Thanks to our friends at Dell EMC, we had 4 x VxRail P570F’s in the office recently. The P-series are classed under the Performance Range of boxes and its often time what is proposed for demanding workloads (refer to datasheet excerpt below). Again, the performance of any system (regardless of classifications) are highly dependent on the configuration that it is built on.

The units that we had were of the following configs. The config below is per node.

vxrail.jpg

2 x Intel Xeon Gold 6130 2.1GhZ
384 GB DDR4 2666 RAM
2 x 800GB Write Intensive SAS SSD
10 x 3.84TB Read Intensive SAS SSD
1 x HBA330 Controller

It was a fairly standard / generic DEMO system and not remotely a maxed out P-Series configuration. There is still a lot of room to grow in terms of additional cache drives and capacity drives. Think of this as a baseline of roughly what you could get.

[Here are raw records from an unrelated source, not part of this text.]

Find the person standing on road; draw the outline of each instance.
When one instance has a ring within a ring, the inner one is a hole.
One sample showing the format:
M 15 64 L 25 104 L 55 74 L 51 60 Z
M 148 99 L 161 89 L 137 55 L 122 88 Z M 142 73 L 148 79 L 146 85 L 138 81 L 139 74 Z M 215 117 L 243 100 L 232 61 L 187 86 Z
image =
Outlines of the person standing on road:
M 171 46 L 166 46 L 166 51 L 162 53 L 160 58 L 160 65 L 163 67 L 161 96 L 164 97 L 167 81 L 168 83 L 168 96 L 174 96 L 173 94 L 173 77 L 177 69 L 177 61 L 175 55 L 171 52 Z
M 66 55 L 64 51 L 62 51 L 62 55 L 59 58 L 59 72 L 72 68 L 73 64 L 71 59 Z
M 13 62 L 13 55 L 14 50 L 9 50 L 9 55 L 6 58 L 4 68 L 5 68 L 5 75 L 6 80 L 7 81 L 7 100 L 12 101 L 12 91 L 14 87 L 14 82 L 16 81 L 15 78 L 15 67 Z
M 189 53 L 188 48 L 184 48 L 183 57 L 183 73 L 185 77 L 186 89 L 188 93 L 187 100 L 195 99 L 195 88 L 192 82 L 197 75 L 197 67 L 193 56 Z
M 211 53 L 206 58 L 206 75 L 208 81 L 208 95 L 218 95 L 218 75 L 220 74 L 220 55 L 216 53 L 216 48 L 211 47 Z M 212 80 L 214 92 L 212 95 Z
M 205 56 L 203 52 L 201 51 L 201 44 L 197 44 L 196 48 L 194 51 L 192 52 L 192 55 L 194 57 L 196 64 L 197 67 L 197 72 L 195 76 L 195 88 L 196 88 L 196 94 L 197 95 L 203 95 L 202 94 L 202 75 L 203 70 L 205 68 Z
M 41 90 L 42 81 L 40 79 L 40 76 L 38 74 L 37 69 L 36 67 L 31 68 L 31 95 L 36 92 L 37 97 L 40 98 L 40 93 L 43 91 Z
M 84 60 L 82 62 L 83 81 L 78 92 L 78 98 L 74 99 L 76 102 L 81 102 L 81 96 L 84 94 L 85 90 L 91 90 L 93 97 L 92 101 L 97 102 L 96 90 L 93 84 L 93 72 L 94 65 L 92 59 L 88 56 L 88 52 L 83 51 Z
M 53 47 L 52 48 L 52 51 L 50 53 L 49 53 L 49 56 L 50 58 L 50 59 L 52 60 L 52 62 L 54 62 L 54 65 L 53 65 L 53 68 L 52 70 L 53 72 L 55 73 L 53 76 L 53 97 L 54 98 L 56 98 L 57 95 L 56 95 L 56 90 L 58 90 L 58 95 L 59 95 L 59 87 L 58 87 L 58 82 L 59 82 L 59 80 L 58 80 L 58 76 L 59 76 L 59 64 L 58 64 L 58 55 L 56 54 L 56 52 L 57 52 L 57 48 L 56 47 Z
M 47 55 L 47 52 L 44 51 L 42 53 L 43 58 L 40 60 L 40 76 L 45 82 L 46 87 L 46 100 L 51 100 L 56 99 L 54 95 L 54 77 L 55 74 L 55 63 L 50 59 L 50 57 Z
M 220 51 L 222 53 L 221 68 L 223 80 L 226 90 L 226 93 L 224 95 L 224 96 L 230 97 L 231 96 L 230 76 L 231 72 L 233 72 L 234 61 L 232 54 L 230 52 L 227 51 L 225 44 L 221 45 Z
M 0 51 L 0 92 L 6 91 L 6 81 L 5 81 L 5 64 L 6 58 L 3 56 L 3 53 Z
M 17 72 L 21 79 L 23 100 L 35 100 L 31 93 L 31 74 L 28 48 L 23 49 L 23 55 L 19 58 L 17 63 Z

The benchmark tests were done using a synthetic load generator, HCIBench. While it is part of the VMware Fling site download, it is in no way tweaked to make vSAN look good (I promise!). I have used IOMeter as well, and results were similar. The underlying load gen of HCIBench is of the popular VDBench and all VMware have done is put a nice looking GUI on top of it and automation to make deploying VDBench faster / easier.

The tests were also done with generic out-of-the-box configurations with ZERO tweaking. The workload profile tested is a typical 70% Read 30% Write on 8k Blocks, which is common in most Enterprises. I have also used RAID 5 Erasure Coding to introduce additional overheads to simulate worst case scenarios. Would have liked to do RAID 6 but I have insufficient nodes for it. The tests were then done against multiple Outstanding IO (OIO) variables. The definition of OIO’s are IO’s waiting in queue. More OIO’s usually results in higher IOPS and potentially an increase in latency. The sweet spot for OIO’s is often the cross-over point where additional OIO’s generates marginal IOPS improvements and significant latency increase.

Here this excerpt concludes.